YOLO (You Only Look Once) is a family of computer vision models that has gained significant fanfare since Joseph Redmon, Santosh Divvala, Ross Girshick, and Ali Farhadi introduced the novel architecture in 2016 at CVPR – even winning OpenCV's People Choice Awards.

OpenCV CEO Satya Mallick and Roboflow CEO Joseph Nelson discuss all the architectures in the YOLO family of models.

But what exactly is the YOLO computer vision family of models? Where did YOLO come from, why is it novel, and why do there seem to be so many versions?

The Origins of YOLO: You Only Look Once

The original YOLO (You Only Look Once) was written by Joseph Redmon in a custom framework called Darknet. Darknet is a very flexible research framework written in low level languages and has produced a series of the best realtime object detectors in computer vision: YOLO, YOLOv2, YOLOv3, YOLOv4, YOLOv5, YOLOV6, YOLOV7, YOLOv8, YOLO-NAS, YOLO-World, and YOLOv9.

The YOLO family of models has continued to evolve since the initial release in 2016. Notably, YOLOv2 and YOLOv3 are both by Joseph Redmon. YOLO models after YOLOv3 are written by new authors and – rather than being considered strictly sequential releases to YOLOv3 – have varying goals based on the authors' whom released them.

The original YOLO model was the first object detection network to combine the problem of drawing bounding boxes and identifying class labels in one end-to-end differentiable network.

Some object detection models treat the detection pass as a two-part problem. First, identify the regions of interest (bounding boxes) for where an object is present. Second, classify that specific region of interest. This is considered a two-stage detector, and popular models like Faster RCNN leverage this approach.

The YOLO Algorithm and Architecture

YOLO is a single stage detector, handling both the object identification and classification in a single pass of the network. YOLO is not the only single stage detection models (e.g. MobileNetSSDv2 is another popular single shot detector), but it is generally more performant in terms of speed and accuracy.

In treating the detection task as a single shot regression approach for identifying bounding boxes, YOLO models are often very fast and very small – often making them faster to train and easier to deploy, especially to compute-limited edge devices.

What are YOLO Models Used For?

The YOLO algorithm is used for real-time object detection. Before YOLO, R-CNNs were among the most common method of detecting objects, but the were slow and not as useful for real-time applications.
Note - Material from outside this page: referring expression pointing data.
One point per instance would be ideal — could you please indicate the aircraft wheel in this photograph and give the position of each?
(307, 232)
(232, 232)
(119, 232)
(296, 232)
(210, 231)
YOLO provides the speed necessary for use cases that require fast inference, such as detecting cars, identifying animals, and monitoring for safety violations.

Here are a few more situations where YOLO might be useful:

  1. Identifying intruders in a factory.
  2. Monitoring vehicle movement on a building site.
  3. Understanding traffic patterns on a road (i.e. finding the times during which a road is most and least used).
  4. Identifying smoke from fires in the wild.
  5. Monitoring to ensure workers wear the right PPE in certain environments (i.e. while using tools or working with chemicals that emit hazardous fumes).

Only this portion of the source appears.